Here is my solution. Python, result 100/100. A bit different approach than yours, closer to Lesson 3 topic (Prefix Sums).

def prefix_sums(A, mapping):

n = len(A)

sums = [[0] * 4 for i in xrange(n + 1)]

for k in xrange(1, n + 1):

sums[k] = sums[k - 1][:]

sums[k][mapping[A[k - 1]] - 1] += 1

return sums

def get_slice_sum(Qi, Pi):

slice_sum = [0] * len(Qi)

for i in xrange(len(Qi)):

slice_sum[i] = Qi[i] - Pi[i]

return slice_sum

def solution(S, P, Q):

mapping = {'A':1, 'C':2, 'G':3, 'T':4}

sums = prefix_sums(S, mapping)

result = [0] * len(P)

for i in xrange(len(P)):

slice_sum = get_slice_sum(sums[Q[i] + 1], sums[P[i]])

if slice_sum[0] != 0:

result[i] = 1

elif slice_sum[1] != 0:

result[i] = 2

elif slice_sum[2] != 0:

result[i] = 3

else:

result[i] = 4

return result

Sorry for bad tag usage in my previous post attempt 🙂

Sheng says:
February 27, 2015 at 12:19 am
Thanks for sharing!

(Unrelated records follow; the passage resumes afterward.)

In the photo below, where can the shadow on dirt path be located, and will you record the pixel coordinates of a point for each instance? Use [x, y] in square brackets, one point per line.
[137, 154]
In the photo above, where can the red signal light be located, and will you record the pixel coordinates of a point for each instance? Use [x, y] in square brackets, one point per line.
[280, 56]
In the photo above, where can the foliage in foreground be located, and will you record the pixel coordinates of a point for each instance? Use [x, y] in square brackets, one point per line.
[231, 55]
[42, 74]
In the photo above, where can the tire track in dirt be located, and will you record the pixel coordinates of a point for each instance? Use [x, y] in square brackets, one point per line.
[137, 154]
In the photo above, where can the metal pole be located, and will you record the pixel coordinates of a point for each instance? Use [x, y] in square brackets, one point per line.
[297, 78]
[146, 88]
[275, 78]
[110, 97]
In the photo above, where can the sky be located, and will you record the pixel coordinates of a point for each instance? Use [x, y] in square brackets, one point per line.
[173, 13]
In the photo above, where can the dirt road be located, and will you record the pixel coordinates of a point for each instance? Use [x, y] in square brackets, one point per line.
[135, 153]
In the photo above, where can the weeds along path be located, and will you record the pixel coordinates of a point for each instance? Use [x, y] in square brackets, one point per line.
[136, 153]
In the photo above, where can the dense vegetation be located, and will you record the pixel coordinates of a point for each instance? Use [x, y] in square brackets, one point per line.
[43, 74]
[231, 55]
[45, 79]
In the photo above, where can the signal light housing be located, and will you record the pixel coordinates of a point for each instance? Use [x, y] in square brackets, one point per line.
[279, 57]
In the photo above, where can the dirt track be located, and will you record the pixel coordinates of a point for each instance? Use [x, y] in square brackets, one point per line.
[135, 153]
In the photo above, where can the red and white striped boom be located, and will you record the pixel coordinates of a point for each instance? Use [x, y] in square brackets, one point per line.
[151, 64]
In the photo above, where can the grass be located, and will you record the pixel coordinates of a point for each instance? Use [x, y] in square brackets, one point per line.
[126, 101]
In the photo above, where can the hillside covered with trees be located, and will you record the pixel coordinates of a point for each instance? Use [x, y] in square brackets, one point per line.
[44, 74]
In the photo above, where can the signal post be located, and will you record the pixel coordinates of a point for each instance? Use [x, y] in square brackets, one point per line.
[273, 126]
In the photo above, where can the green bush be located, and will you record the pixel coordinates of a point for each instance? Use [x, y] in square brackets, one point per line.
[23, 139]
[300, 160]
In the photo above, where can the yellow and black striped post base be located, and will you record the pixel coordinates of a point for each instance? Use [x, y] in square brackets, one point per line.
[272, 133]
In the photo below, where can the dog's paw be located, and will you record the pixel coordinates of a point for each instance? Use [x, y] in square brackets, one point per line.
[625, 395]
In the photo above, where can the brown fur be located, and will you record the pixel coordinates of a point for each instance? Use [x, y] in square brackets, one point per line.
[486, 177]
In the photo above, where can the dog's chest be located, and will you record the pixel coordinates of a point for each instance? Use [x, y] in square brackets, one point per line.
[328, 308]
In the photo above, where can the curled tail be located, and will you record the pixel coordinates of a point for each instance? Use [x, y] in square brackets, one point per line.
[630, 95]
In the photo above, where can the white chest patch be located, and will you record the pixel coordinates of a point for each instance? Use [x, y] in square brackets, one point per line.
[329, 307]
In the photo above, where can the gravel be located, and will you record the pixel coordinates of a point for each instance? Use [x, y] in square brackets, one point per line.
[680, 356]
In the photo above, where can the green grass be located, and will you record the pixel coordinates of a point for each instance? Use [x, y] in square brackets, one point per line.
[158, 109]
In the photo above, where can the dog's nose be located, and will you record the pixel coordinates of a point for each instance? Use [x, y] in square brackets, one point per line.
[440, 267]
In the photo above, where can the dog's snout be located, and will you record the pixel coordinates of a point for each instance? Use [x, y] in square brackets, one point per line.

I removed your previous mis-formatted comment to keep clean.
Reply

Great code!! Just making it a little more verbose without a dictionary for expressiveness :

def solution(S, P, Q):

n = len(S)

sumA = [0]*(n+1)

sumC = [0]*(n+1)

sumG = [0]*(n+1)

sumT = [0]*(n+1)

for idx, nucleotide in enumerate(S):

sumA[idx+1] = sumA[idx]

sumC[idx+1] = sumC[idx]

sumT[idx+1] = sumT[idx]

sumG[idx+1] = sumG[idx]

if nucleotide == 'A':

sumA[idx+1] += 1

elif nucleotide == 'C':

sumC[idx+1] += 1

elif nucleotide == 'G':

sumG[idx+1] += 1

else:

sumT[idx+1] += 1

result = [0]*len(P)

for i in range(len(P)):

AsInRange = sumA[Q[i] + 1]- sumA[P[i]]

CsInRange = sumC[Q[i] + 1]- sumC[P[i]]

GsInRange = sumG[Q[i] + 1]- sumG[P[i]]

#TsInRange = sumT[Q[i] + 1]- sumT[P[i]]

if AsInRange > 0:

result[i] = 1

elif CsInRange > 0:

result[i] = 2

elif GsInRange > 0:

result[i] = 3

else:

result[i] = 4

return result

Sheng says:
August 14, 2015 at 12:21 am
Great! Thanks!
Reply

Solution in Golang without going to a map to convert nucleotide to number.

package solution

// you can also use imports, for example:

// import "fmt"

// you can use fmt.Println for debugging purposes, e.g.

// fmt.Println("this is a debug message")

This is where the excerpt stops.